NOTE: All tables in the following sections contain example figures.  Items per day has been calculated using the metrics in the Performance metrics used section.

  • Application of LMPs to all items

    Total items

    42M document + 2.3M metadata = 44.3M

    Items per day

    288000

    Single server time

    154 days

    Servers required to meet backlog duration

    5.2

  • Management/finalization of non secure items

    Total items

    242k document + 13k metadata = 255k

    Items per day

    47520

    Single server time

    6

    Servers required to meet backlog duration

    .2

  • Management/finalization of secure items

    Total items

    100k document + 20k metadata = 120k

    Items per day

    33864

    Single server time

    4

    Servers required to meet backlog duration

    .2

  • Relocate/archive documents

    Total items

    350k

    Items per day

    34560

    Single server time

    11

    Servers required to meet backlog duration

    .4

  • Relocate/archive metadata items

    Total items

    50k

    Items per day

    42648

    Single server time

    2

    Servers required to meet backlog duration

    .1

  • Total number of servers

    Application of LMPs to all items

    5.2

    Management/finalization of non secure items

    .2

    Management/finalization of secure items

    .2

    Relocate/archive documents

    .4

    Relocate/archive metadata items

    .1

    Total Servers required to meet backlog duration

    7 (rounded up from 6.1)

Ongoing phase calculations

The ongoing phase calculations are based on calculating how many items per minute require processing then dividing it by the per minute rate that is achievable by a single server.  Then dividing that figure by the number of minutes that are acceptable for the management duration.

In the examples below, the management duration used is of 1 minute has been used.

NOTE: All tables in the following sections contain example figures.

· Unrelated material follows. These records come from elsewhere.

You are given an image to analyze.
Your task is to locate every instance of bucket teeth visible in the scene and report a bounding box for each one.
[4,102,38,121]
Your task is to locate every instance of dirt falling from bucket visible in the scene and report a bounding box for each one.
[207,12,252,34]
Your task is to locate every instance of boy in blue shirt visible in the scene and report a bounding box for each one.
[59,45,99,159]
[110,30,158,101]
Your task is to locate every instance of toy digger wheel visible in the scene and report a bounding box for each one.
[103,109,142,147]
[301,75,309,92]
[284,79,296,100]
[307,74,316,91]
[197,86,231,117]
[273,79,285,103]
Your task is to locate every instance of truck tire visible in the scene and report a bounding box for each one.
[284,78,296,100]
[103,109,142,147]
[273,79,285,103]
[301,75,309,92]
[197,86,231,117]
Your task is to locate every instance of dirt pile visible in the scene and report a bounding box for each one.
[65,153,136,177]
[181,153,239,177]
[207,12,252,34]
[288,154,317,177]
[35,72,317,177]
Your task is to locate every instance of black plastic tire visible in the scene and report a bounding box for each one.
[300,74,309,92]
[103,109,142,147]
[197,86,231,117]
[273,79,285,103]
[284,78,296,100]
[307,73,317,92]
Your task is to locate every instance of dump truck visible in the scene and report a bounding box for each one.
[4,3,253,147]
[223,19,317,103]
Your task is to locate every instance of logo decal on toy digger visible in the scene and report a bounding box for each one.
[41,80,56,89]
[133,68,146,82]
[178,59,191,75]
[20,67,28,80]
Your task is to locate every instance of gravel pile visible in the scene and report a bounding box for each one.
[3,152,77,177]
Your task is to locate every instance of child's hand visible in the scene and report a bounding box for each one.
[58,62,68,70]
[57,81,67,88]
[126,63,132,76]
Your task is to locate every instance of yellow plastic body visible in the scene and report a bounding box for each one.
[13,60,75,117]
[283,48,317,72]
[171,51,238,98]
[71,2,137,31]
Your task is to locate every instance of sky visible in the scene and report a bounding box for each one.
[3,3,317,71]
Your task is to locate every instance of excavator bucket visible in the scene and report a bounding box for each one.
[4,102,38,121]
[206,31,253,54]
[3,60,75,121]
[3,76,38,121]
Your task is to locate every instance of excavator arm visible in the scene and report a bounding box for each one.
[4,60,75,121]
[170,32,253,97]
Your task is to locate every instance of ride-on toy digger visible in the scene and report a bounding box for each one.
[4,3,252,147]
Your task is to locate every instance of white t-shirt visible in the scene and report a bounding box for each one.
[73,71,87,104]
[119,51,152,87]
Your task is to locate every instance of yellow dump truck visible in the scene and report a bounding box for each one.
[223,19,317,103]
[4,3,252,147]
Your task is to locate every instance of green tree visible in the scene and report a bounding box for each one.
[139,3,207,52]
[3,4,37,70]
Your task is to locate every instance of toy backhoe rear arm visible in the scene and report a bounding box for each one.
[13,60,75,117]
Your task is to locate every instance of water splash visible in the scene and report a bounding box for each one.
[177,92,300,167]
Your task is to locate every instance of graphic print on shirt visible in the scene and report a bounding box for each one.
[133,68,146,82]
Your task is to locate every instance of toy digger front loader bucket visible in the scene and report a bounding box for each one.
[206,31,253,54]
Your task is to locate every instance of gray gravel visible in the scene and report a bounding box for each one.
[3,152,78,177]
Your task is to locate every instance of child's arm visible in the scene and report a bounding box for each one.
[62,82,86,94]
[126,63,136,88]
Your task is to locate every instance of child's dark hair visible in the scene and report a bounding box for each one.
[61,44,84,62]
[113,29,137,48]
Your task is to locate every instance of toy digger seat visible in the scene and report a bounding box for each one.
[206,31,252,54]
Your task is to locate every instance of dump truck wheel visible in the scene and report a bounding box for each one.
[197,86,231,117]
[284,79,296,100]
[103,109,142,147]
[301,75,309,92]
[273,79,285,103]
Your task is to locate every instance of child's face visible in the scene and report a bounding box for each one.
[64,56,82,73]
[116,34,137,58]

  • Application of LMPs to all items

    Total items per month

    16040000

    Items per day

    517419

    Items per hour

    21559

    Items per minute

    359

    Single server rate/min

    200

    Servers required to meet metrics

    1.8

  • Management/finalization of non secure items

    Total items per month

    273250

    Items per day

    8814

    Items per hour

    367

    Items per minute

    6

    Single server rate/min

    33

    Servers required to meet metrics

    .2

  • Management/finalization of secure items

    Total items per month

    273250

    Items per day

    8814

    Items per hour

    367

    Items per minute

    6

    Single server rate/min

    33

    Servers required to meet metrics

    .2

  • Relocate/archive documents

    Total items per month

    500000

    Items per day

    16129

    Items per hour

    672

    Items per minute

    11

    Single server rate/min

    24

    Servers required to meet metrics

    .5

  • Relocate/archive metadata items

    Total items per month

    26000

    Items per day

    838

    Items per hour

    34

    Items per minute

    1

    Single server rate/min

    29

    Servers required to meet metrics

    .1

  • Total number of servers

    Application of LMPs to all items

    1.8

    Management/finalization of non secure items

    .2

    Management/finalization of secure items

    .2

    Relocate/archive documents

    .5

    Relocate/archive metadata items

    .1

    Total Servers required to meet metrics

    3 (rounded up from 2.8)

Crossover phase calculations

The total number of servers required during the cross over phase is the number calculated for the backlog phase plus the number required for the ongoing phase.

Using the examples in the previous sections, this organization would require 10 servers during the crossover phase. 

NOTE: The example figures used are for a large organization creating a significant amount of content.